Weird Owl are a psychedelic rock band from Brooklyn, New York City formed in 2004. Their first recording, Nuclear Psychology, was released in 2007. Their debut studio album, Ever the Silver Cord Be Loosed, was released in 2009 by Tee Pee Records. Their second album, Build Your Beast a Fire, was released in 2011, and received generally positive reviews. Their mini-LP Healing was released in 2013, followed by the album Interstellar Skeletal in 2015.

The band's music has been compared to that of Deep Purple, Hawkwind, Neil Young, Pink Floyd, and Spirit.
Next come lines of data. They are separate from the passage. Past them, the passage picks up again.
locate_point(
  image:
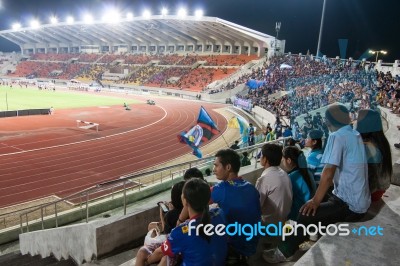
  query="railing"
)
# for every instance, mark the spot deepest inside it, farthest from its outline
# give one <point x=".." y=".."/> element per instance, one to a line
<point x="130" y="183"/>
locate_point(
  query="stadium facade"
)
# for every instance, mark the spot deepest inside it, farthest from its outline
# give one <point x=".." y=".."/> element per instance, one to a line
<point x="156" y="34"/>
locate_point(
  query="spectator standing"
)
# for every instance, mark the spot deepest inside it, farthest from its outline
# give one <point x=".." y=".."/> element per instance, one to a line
<point x="274" y="186"/>
<point x="235" y="146"/>
<point x="377" y="147"/>
<point x="346" y="167"/>
<point x="197" y="249"/>
<point x="239" y="200"/>
<point x="303" y="184"/>
<point x="251" y="134"/>
<point x="245" y="160"/>
<point x="314" y="141"/>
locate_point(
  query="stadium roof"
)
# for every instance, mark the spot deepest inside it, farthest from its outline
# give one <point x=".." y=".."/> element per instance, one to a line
<point x="154" y="31"/>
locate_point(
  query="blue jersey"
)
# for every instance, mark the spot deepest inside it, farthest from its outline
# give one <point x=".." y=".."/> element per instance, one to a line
<point x="196" y="250"/>
<point x="314" y="163"/>
<point x="240" y="202"/>
<point x="301" y="193"/>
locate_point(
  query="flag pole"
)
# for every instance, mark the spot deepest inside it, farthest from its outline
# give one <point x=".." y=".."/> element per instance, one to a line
<point x="224" y="140"/>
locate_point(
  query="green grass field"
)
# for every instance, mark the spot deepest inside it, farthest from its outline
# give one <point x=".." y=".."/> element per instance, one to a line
<point x="33" y="98"/>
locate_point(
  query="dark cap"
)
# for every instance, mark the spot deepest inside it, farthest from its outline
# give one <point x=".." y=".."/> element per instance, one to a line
<point x="338" y="115"/>
<point x="369" y="121"/>
<point x="315" y="134"/>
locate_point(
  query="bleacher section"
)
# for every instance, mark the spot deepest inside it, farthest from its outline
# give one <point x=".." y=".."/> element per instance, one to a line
<point x="185" y="72"/>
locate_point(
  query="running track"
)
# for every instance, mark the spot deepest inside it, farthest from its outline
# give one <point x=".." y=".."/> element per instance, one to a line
<point x="63" y="159"/>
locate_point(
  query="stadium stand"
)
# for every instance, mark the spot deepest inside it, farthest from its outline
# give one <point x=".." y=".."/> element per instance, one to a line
<point x="287" y="86"/>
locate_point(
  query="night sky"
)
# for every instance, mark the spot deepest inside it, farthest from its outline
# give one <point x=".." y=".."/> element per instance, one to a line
<point x="367" y="24"/>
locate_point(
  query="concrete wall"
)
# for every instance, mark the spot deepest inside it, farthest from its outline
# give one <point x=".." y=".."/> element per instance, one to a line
<point x="87" y="241"/>
<point x="12" y="233"/>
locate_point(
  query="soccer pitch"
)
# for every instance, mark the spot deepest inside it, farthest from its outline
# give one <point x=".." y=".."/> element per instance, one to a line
<point x="17" y="98"/>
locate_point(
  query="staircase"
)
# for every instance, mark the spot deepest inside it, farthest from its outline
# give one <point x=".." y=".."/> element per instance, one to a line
<point x="17" y="259"/>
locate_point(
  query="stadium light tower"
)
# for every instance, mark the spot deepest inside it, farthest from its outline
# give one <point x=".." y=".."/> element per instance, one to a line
<point x="377" y="53"/>
<point x="35" y="24"/>
<point x="129" y="16"/>
<point x="198" y="13"/>
<point x="70" y="20"/>
<point x="164" y="11"/>
<point x="146" y="13"/>
<point x="16" y="26"/>
<point x="277" y="29"/>
<point x="182" y="12"/>
<point x="321" y="27"/>
<point x="53" y="20"/>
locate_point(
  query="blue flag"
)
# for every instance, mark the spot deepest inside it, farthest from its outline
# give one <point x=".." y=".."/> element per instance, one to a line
<point x="203" y="131"/>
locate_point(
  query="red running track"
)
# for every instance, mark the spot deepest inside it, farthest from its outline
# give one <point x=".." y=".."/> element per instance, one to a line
<point x="48" y="155"/>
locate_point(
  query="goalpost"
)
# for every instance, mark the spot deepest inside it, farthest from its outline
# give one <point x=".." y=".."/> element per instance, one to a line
<point x="87" y="125"/>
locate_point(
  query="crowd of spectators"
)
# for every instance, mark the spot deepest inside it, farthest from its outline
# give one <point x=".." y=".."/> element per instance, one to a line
<point x="149" y="70"/>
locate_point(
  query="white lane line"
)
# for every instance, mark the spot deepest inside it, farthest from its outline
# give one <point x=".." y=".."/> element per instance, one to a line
<point x="83" y="141"/>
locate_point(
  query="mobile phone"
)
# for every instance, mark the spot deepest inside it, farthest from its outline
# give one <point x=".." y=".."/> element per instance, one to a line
<point x="163" y="206"/>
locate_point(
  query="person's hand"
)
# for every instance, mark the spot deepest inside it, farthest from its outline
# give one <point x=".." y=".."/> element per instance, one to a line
<point x="310" y="207"/>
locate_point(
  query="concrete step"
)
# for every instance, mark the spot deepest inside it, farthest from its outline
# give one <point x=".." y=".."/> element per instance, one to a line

Weird Owl's discography, alongside being labeled as psychedelic rock, has also been categorized as stoner rock and space rock.

Members
 Trevor Tyrrell – guitar, lead vocals
 Jon Rudd – guitar
 Sean Reynolds – drums
 Kenneth Cook – bass guitar, keyboards, synths, back-up vocals
 John Cassidy – keyboards, synths

Discography
Studio albums
 Ever the Silver Cord Be Loosed (2009)
 Build Your Beast a Fire (2011)
 Healing (2013)
 Interstellar Skeletal (2015)
 Bubblegum Brainwaves (2017)
 Wet Telepathy (2019)

EPs
 Nuclear Psychology (2007)

References

External links
 Weird Owl at AllMusic

Musical groups established in 2004
Musical quintets
Psychedelic rock music groups from New York (state)
Rock music groups from New York (state)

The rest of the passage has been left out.